Polk County Early College did not meet all the criteria to earn a numerical ranking, but the school did earn a bronze medal, one of 6,517 schools in the nation to earn one of the three medals. Bronze medal schools passed two of the three steps in U.S. News’ ranking process but either didn’t offer Advanced Placement or International Baccalaureate classes or had fewer than 10 students taking those exams.
Data compiled in the rankings came from the 2012-2013 school year.
“Congratulations to the students, parents, teachers, administrators and staff of Polk County Schools,” said Polk County Schools superintendent Bill Miller. “Polk County High is to be congratulated for this wonderful recognition. However, we believe this recognition comes from the hard work of everyone associated with our schools, especially our community and taxpayers that provide such support for our schools.
“Polk County High teachers would be the first to acknowledge the hard work of our elementary schools and middle school in helping our students obtain the skills needed to be successful in high school.”

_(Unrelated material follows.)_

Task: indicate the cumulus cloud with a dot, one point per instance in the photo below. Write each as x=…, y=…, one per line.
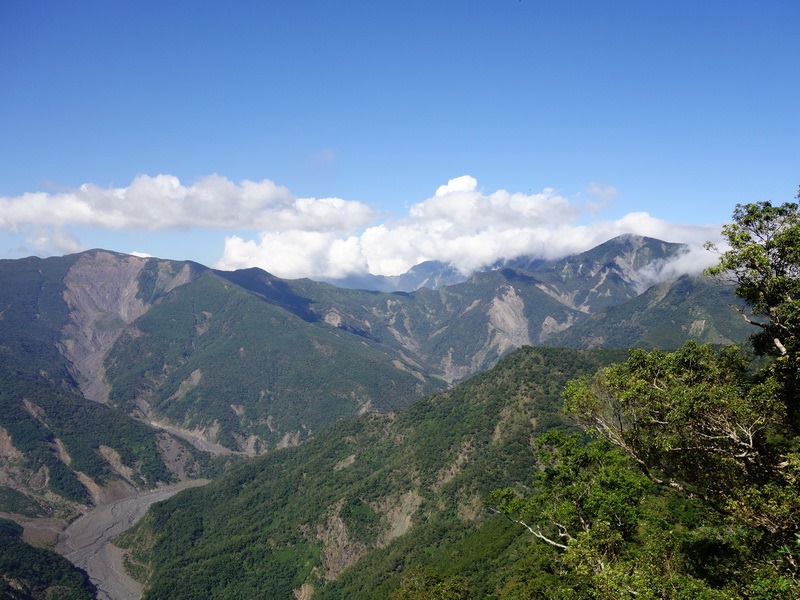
x=331, y=237
x=163, y=202
x=463, y=226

To determine the high school rankings, U.S. News used three criteria:
1) Schools had to perform better than statistically expected compared to other schools in the state on standard reading and math tests, given their population of economically disadvantaged students.
2) Disadvantaged students had to perform better than statistically expected compared to other schools in the state as judged by math and reading proficiency rates
3) For those who passed the first two steps, schools were judged nationally using Advanced Placement or International Baccalaureate rates to determine which schools produced the best college-level achievement on those tests. U.S News developed a measure called a College Readiness Index which looked at how many students took one of the advanced exams and what percentage of those students passed.
The top 500 schools after all three steps earned gold medals, with schools not in the top 500 but above the median score earning silver medals.
“The U.S. News and World Report ranking speaks to how well a school serves all of its students, not just those who are planning to attend a four-year college or university,” said Polk County High principal Mary Feagan. “Polk County High School works hard to prepare every student for life after high school, and it is gratifying to be recognized for those efforts by this prestigious publication.”